Sunday, March 8, 2009

The Black Book on Red China, and the Origins of Brainwashing


Picked up a few books in front of the Cambridge post office today, including a copy of Sade's Dialogue Between a Priest and a Dying Man that turned out to be worth a bit - [my amateur antiquarian book hunting continues!] - but more directly relevant to the blog, there was a review copy of The Black Book on Red China, written in 1958 by Edward Hunter for The Committee of One Million, which protested the admission of China into the UN quite successfully for nearly two decades.
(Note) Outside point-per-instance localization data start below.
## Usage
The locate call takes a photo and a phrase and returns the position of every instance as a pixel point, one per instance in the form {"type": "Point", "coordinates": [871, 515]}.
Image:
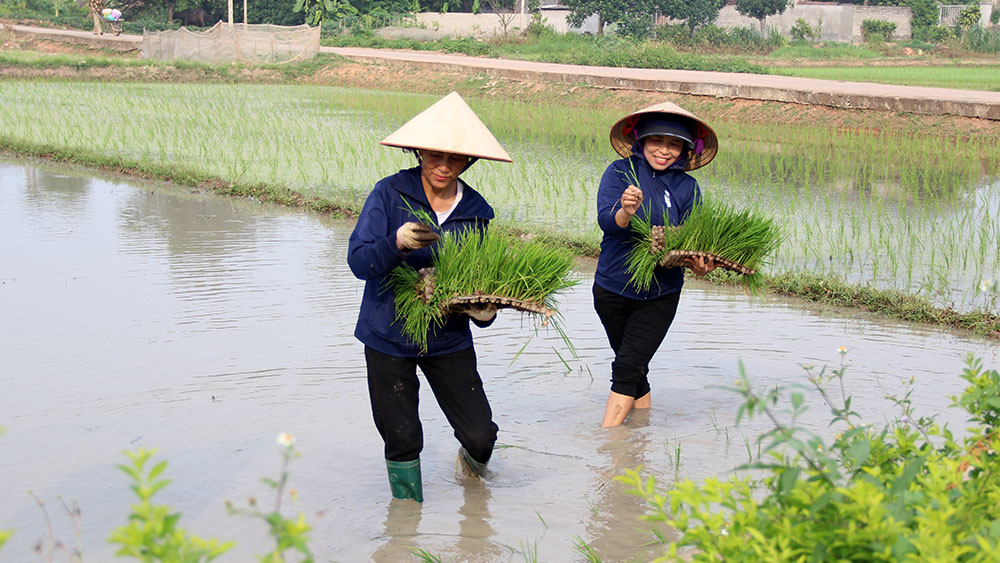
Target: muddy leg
{"type": "Point", "coordinates": [617, 409]}
{"type": "Point", "coordinates": [642, 402]}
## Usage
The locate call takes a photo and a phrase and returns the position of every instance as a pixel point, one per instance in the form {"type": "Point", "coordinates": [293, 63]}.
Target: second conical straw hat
{"type": "Point", "coordinates": [451, 126]}
{"type": "Point", "coordinates": [622, 137]}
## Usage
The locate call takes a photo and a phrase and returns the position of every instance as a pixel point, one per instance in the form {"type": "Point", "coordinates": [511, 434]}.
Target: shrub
{"type": "Point", "coordinates": [981, 40]}
{"type": "Point", "coordinates": [969, 17]}
{"type": "Point", "coordinates": [877, 30]}
{"type": "Point", "coordinates": [933, 34]}
{"type": "Point", "coordinates": [802, 31]}
{"type": "Point", "coordinates": [908, 491]}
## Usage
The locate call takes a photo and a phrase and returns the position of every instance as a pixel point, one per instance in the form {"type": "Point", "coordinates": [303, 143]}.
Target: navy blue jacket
{"type": "Point", "coordinates": [658, 187]}
{"type": "Point", "coordinates": [372, 254]}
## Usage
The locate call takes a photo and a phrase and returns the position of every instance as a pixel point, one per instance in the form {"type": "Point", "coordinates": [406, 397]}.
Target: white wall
{"type": "Point", "coordinates": [836, 22]}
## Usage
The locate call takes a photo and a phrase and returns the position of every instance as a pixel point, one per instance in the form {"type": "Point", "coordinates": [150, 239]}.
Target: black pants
{"type": "Point", "coordinates": [394, 391]}
{"type": "Point", "coordinates": [635, 330]}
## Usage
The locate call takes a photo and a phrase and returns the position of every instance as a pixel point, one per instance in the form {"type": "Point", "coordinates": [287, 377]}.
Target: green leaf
{"type": "Point", "coordinates": [788, 480]}
{"type": "Point", "coordinates": [157, 470]}
{"type": "Point", "coordinates": [859, 452]}
{"type": "Point", "coordinates": [910, 470]}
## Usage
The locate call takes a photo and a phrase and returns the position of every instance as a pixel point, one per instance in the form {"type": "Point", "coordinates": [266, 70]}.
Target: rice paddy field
{"type": "Point", "coordinates": [914, 213]}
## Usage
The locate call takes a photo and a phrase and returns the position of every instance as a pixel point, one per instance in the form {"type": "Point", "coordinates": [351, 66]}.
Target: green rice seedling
{"type": "Point", "coordinates": [740, 241]}
{"type": "Point", "coordinates": [472, 267]}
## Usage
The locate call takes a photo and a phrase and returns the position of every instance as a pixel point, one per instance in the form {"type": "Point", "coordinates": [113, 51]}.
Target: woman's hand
{"type": "Point", "coordinates": [701, 265]}
{"type": "Point", "coordinates": [481, 312]}
{"type": "Point", "coordinates": [631, 200]}
{"type": "Point", "coordinates": [413, 235]}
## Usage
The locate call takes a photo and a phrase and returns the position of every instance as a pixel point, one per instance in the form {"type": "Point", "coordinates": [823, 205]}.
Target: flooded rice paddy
{"type": "Point", "coordinates": [919, 213]}
{"type": "Point", "coordinates": [144, 315]}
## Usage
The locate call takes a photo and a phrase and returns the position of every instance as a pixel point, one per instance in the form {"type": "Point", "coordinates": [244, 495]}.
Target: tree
{"type": "Point", "coordinates": [760, 9]}
{"type": "Point", "coordinates": [695, 13]}
{"type": "Point", "coordinates": [504, 10]}
{"type": "Point", "coordinates": [318, 10]}
{"type": "Point", "coordinates": [633, 17]}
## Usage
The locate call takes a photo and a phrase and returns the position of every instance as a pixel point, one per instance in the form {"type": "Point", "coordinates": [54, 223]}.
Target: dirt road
{"type": "Point", "coordinates": [848, 95]}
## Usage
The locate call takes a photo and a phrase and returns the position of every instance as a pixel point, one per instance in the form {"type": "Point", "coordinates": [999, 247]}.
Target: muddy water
{"type": "Point", "coordinates": [140, 315]}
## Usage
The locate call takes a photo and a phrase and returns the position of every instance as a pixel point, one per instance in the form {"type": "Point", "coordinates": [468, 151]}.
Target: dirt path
{"type": "Point", "coordinates": [722, 85]}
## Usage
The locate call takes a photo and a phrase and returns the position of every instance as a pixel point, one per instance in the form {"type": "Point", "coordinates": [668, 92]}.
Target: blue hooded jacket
{"type": "Point", "coordinates": [372, 253]}
{"type": "Point", "coordinates": [671, 190]}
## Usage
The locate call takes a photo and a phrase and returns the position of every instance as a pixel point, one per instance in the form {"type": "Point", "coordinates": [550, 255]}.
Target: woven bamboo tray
{"type": "Point", "coordinates": [425, 290]}
{"type": "Point", "coordinates": [676, 258]}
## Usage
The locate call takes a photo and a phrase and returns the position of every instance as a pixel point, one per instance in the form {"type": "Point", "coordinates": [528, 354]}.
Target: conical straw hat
{"type": "Point", "coordinates": [622, 137]}
{"type": "Point", "coordinates": [448, 126]}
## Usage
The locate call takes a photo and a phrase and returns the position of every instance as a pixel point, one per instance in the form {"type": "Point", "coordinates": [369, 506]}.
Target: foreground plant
{"type": "Point", "coordinates": [472, 267]}
{"type": "Point", "coordinates": [288, 533]}
{"type": "Point", "coordinates": [152, 533]}
{"type": "Point", "coordinates": [740, 241]}
{"type": "Point", "coordinates": [907, 492]}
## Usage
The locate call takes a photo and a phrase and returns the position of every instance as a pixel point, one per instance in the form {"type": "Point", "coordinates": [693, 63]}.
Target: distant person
{"type": "Point", "coordinates": [446, 139]}
{"type": "Point", "coordinates": [659, 144]}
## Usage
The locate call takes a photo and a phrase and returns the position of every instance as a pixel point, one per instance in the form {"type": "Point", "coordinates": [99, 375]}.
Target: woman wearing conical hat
{"type": "Point", "coordinates": [446, 139]}
{"type": "Point", "coordinates": [659, 144]}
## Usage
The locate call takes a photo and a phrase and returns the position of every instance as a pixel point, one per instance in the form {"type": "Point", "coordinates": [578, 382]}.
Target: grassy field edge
{"type": "Point", "coordinates": [824, 290]}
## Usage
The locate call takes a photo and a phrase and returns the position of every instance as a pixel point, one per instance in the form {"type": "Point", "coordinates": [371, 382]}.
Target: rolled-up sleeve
{"type": "Point", "coordinates": [372, 250]}
{"type": "Point", "coordinates": [609, 196]}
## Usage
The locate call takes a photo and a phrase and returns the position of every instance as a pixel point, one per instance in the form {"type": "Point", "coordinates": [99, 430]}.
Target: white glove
{"type": "Point", "coordinates": [482, 312]}
{"type": "Point", "coordinates": [413, 235]}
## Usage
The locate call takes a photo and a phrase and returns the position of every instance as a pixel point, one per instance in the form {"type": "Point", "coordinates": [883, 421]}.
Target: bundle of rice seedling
{"type": "Point", "coordinates": [471, 267]}
{"type": "Point", "coordinates": [736, 240]}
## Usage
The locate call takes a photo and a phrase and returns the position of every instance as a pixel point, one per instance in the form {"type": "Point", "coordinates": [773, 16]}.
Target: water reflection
{"type": "Point", "coordinates": [145, 315]}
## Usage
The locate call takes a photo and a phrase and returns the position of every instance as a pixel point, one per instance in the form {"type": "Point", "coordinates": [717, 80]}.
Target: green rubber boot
{"type": "Point", "coordinates": [404, 479]}
{"type": "Point", "coordinates": [468, 468]}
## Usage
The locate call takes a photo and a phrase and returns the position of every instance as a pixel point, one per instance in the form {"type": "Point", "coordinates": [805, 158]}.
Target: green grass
{"type": "Point", "coordinates": [476, 263]}
{"type": "Point", "coordinates": [824, 51]}
{"type": "Point", "coordinates": [912, 212]}
{"type": "Point", "coordinates": [606, 50]}
{"type": "Point", "coordinates": [969, 77]}
{"type": "Point", "coordinates": [744, 237]}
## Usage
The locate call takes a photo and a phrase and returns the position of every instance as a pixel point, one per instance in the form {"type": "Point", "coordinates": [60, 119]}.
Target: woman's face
{"type": "Point", "coordinates": [661, 150]}
{"type": "Point", "coordinates": [440, 170]}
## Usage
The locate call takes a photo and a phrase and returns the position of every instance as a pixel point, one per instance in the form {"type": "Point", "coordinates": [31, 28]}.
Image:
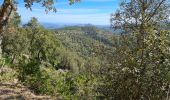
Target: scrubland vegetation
{"type": "Point", "coordinates": [85, 62]}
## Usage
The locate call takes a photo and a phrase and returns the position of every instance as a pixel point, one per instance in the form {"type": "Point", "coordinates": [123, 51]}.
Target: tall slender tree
{"type": "Point", "coordinates": [9, 6]}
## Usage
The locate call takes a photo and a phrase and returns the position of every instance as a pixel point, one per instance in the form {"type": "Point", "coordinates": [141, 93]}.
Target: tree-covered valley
{"type": "Point", "coordinates": [87, 62]}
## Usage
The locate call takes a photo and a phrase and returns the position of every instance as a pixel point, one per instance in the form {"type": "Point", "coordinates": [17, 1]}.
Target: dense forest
{"type": "Point", "coordinates": [89, 63]}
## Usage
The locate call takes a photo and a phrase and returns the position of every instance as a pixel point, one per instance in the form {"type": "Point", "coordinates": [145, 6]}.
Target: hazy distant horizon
{"type": "Point", "coordinates": [95, 12]}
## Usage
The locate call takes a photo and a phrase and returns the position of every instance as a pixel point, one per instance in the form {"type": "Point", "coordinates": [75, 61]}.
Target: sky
{"type": "Point", "coordinates": [96, 12]}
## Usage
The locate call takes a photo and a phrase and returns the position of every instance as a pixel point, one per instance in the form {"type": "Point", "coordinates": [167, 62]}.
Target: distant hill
{"type": "Point", "coordinates": [85, 40]}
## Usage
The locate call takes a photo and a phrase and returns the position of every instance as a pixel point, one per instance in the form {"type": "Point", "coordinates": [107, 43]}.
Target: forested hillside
{"type": "Point", "coordinates": [90, 63]}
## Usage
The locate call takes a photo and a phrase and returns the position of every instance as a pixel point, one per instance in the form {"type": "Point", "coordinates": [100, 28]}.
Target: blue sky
{"type": "Point", "coordinates": [95, 12]}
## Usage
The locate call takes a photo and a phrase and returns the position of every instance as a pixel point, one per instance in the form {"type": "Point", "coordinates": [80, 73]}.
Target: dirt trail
{"type": "Point", "coordinates": [11, 91]}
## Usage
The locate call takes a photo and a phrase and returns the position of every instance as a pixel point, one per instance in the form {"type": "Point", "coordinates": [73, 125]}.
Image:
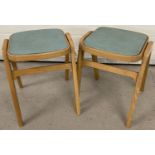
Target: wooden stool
{"type": "Point", "coordinates": [121, 45]}
{"type": "Point", "coordinates": [36, 45]}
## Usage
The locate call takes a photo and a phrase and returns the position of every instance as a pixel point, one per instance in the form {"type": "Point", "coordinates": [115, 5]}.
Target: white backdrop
{"type": "Point", "coordinates": [76, 32]}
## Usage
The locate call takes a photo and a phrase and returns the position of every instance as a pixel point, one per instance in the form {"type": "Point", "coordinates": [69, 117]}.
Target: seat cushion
{"type": "Point", "coordinates": [116, 41]}
{"type": "Point", "coordinates": [37, 41]}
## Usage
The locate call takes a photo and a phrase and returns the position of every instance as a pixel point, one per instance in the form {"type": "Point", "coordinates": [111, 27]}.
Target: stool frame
{"type": "Point", "coordinates": [13, 73]}
{"type": "Point", "coordinates": [138, 77]}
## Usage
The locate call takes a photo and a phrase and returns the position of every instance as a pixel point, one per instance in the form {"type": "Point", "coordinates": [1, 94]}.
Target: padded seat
{"type": "Point", "coordinates": [37, 41]}
{"type": "Point", "coordinates": [117, 41]}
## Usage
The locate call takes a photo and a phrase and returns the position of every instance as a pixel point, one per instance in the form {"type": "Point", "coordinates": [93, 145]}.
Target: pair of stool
{"type": "Point", "coordinates": [109, 43]}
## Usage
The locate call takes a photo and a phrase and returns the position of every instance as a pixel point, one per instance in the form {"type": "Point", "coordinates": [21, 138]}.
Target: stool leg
{"type": "Point", "coordinates": [145, 75]}
{"type": "Point", "coordinates": [76, 87]}
{"type": "Point", "coordinates": [67, 70]}
{"type": "Point", "coordinates": [12, 85]}
{"type": "Point", "coordinates": [96, 71]}
{"type": "Point", "coordinates": [18, 78]}
{"type": "Point", "coordinates": [74, 71]}
{"type": "Point", "coordinates": [139, 84]}
{"type": "Point", "coordinates": [79, 66]}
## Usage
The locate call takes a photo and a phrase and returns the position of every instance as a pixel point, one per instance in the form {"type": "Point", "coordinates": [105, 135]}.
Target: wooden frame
{"type": "Point", "coordinates": [13, 73]}
{"type": "Point", "coordinates": [138, 77]}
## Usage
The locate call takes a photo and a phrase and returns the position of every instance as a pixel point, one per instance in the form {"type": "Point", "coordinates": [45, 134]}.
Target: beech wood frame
{"type": "Point", "coordinates": [138, 77]}
{"type": "Point", "coordinates": [13, 73]}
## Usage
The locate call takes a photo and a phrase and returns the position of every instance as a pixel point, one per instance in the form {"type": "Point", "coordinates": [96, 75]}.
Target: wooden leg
{"type": "Point", "coordinates": [12, 85]}
{"type": "Point", "coordinates": [132, 108]}
{"type": "Point", "coordinates": [75, 77]}
{"type": "Point", "coordinates": [18, 78]}
{"type": "Point", "coordinates": [96, 71]}
{"type": "Point", "coordinates": [67, 70]}
{"type": "Point", "coordinates": [145, 75]}
{"type": "Point", "coordinates": [79, 66]}
{"type": "Point", "coordinates": [76, 88]}
{"type": "Point", "coordinates": [139, 84]}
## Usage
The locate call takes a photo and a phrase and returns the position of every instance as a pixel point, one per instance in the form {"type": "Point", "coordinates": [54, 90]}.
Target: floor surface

Turns out Edward Hunter [all the while a CIA operative. Manchurian Candidate indeed.] was the first person (as credited in the OED) to introduce the term "brainwashing" into the US. From Wikipedia:
"The term xǐ năo (洗腦, the Chinese term literally translated as "to wash the brain") originally referred to methodologies of coercive persuasion used in the "reconstruction" (改造 gǎi zào) of the so-called feudal (封建 fēng jiàn) thought-patterns of Chinese citizens raised under pre-revolutionary régimes; the term punned on the Taoist custom of "cleansing/washing the heart" (洗心 xǐ xīn) prior to conducting certain ceremonies or entering certain holy places, and in Chinese, the word "心" xīn also refers to the soul or the mind, contrasting with the brain. The term first came into general use in the United States in the 1950s during the Korean War (1950–1953) to describe those same methods as applied by the Chinese communists to attempt deep and permanent behavioral changes in foreign prisoners, and especially during the Korean War to disrupt the ability of captured United Nations troops to effectively organize and resist their imprisonment. The word brainwashing consequently came into use in the United States of America to explain why, unlike in earlier wars, a relatively high percentage of American GIs defected to the enemy side after becoming prisoners-of-war in Korea."
Will dig around for the article in 'The New Leader" mentioned - and will be trouncing through this book in the coming week. Also, in another post [trying to establish mini-research projects for myself], will blog up some of this moment of UN representation changing hands from the Republic to the People's Republic, with a focus on the trauma to the Isle Formosa.